Age-related macular degeneration (AMD) is the most common condition among patients seen in the Vision Rehabilitation Service. AMD is one of the leading causes of vision impairment in older adults. It affects the central vision (macula) and does not cause total blindness. AMD can be either “wet” or “dry” which means that there is or is not leaking retinal blood vessels. Eyes may go through stages where the blood vessels in the retina start and stop leaking and patients may have one type of disease in one eye and the other type in the fellow eye.

Typically, the earliest stages of AMD are dry and this is “treated” through regular monitoring and the use of ocular vitamins (the AREDS formula) to prevent progression and worsening of the vision. There is currently no treatment to restore vision in the dry form of macular degeneration. The current treatment for the “wet” form includes laser and injections such as Avastin®, Lucentis® and Eylea®. Again, the goal of these treatments is to prevent worsening of the vision, though some patients do have improvements in visual acuity when treated.

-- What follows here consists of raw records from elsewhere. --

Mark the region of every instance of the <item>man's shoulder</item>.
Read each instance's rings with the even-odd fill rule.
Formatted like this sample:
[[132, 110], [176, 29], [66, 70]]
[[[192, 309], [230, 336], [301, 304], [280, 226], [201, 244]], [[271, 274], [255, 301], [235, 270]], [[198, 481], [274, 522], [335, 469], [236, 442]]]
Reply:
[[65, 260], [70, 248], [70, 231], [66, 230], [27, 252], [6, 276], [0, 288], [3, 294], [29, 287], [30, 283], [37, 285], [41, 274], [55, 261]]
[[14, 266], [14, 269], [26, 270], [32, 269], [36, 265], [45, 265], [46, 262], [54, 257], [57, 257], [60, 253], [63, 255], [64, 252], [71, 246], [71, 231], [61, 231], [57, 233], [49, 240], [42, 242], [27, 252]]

Since most visual acuity improvement is maximized after 3-6 injections and treatment can be chronic over years, vision rehabilitation services can be initiated when functional concerns exist. The best tips for prevention for AMD include smoking cessation and regular eye exams, particularly in those patients with a strong family history or who have the initial signs of the diseases.

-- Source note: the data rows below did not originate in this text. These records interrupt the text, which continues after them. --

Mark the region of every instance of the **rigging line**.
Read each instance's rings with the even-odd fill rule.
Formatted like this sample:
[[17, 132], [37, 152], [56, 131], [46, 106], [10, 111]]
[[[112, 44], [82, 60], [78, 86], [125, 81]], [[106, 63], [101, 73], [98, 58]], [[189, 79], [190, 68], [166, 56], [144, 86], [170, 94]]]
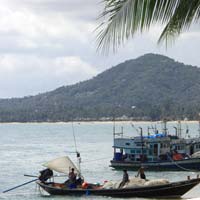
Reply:
[[105, 159], [108, 159], [108, 158], [110, 158], [110, 157], [98, 158], [98, 159], [95, 159], [95, 160], [86, 160], [83, 163], [95, 162], [95, 161], [98, 161], [98, 160], [105, 160]]
[[168, 154], [167, 154], [168, 158], [170, 159], [170, 161], [172, 163], [174, 163], [178, 168], [180, 169], [183, 169], [184, 171], [189, 171], [189, 172], [198, 172], [198, 170], [190, 170], [190, 169], [187, 169], [185, 167], [182, 167], [181, 165], [177, 164]]
[[65, 151], [66, 153], [77, 153], [76, 151]]
[[74, 146], [75, 146], [75, 150], [76, 152], [77, 151], [77, 145], [76, 145], [76, 137], [75, 137], [75, 132], [74, 132], [74, 124], [73, 124], [73, 121], [72, 121], [72, 132], [73, 132], [73, 137], [74, 137]]
[[76, 153], [77, 153], [77, 151], [65, 151], [65, 153], [76, 154]]
[[77, 150], [76, 137], [75, 137], [73, 121], [72, 121], [72, 132], [73, 132], [73, 137], [74, 137], [74, 145], [75, 145], [75, 151], [76, 151], [76, 158], [77, 158], [77, 164], [78, 164], [78, 169], [79, 169], [79, 175], [81, 177], [81, 157], [80, 157], [80, 153]]
[[131, 124], [132, 128], [134, 128], [137, 131], [137, 133], [139, 134], [139, 130], [135, 127], [135, 125], [132, 122], [130, 124]]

AMD can cause difficulty with “fine detail” or 20/20 vision. This includes the vision necessary to read small print, see faces and to navigate when driving or walking especially in unfamiliar places or in places with low lighting and contrast. Many patients with macular degeneration report difficulty identifying curbs and steps as well as uneven ground. People with AMD retain normal peripheral or “side” vision which is also important for safe navigation.

In the Vision Rehabilitation Service, we help people with AMD maximize their visual function and maintain independence. Through the prescribing of strong or specialized glasses, telescopes, hand-held or spectacle-mounted magnifiers, electronic/digital magnification and low vision occupational therapy, improvements in function and engagement in activities can be seen. This can include eccentric viewing training, assistance with developing and teaching skills to manage activities of daily living, and training with the recommended devices and assistive technology.

It often takes some adjustment to understanding and using residual vision. A low vision evaluation is a good first step to getting educated on vision loss and initiating using new strategies to enhance function. Vision rehabilitation services are designed to assist patients manage the continuum from the very early stages of visual loss.